2012 Leigh Lecture Speaker, March 8, 2012, 7:00 p.m. CUB 177, refreshments following

Matthew Rabin

Edward G. and Nancy S. Jordon Professor of Economics at University of CA, Berkeley

BIO: Matthew Rabin is the Edward G. and Nancy S. Jordan Professor of Economics at UC Berkeley. He received his PhD from MIT in 1989, the same year he joined the Berkeley faculty as an assistant professor. He also is director of the Program in Psychological Economics and a member of the Russell Sage Foundation Behavioral Economics Roundtable. He has held endowed visiting professorships at the London School of Economics and Harvard. His honors include MacArthur Foundation “Genius” Fellowship; Econometric Society Fellow; John Bates Clark Medal from American Economic Association; Fellow of American Academy of Arts and Sciences; Alfred P. Sloan Research Fellow; Graduate Economics Association, Outstanding Teaching Award; and the    John von Neumann Award.

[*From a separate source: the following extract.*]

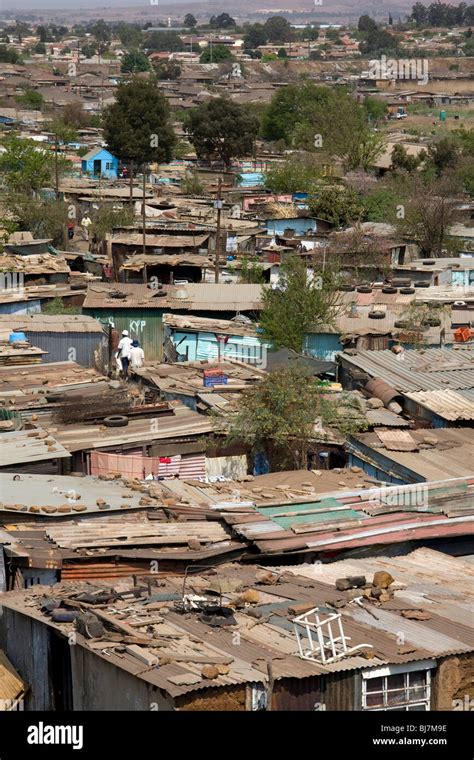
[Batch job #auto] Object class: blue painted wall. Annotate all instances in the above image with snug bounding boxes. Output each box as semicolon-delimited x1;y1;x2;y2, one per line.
304;333;342;362
267;216;318;235
82;148;118;179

Incorporating More  Realistic Psychology into Economics

Professor Rabin will explain recent efforts to combine the substance, techniques, and goals of standard economics with psychological factors previously under-emphasized by economists.  He will present findings that suggest the need for modifying economic theory to include such phenomena as people mispredicting their own tastes or suffering from self-control problems, and briefly explain how economists are beginning to use this research to change and improve economics.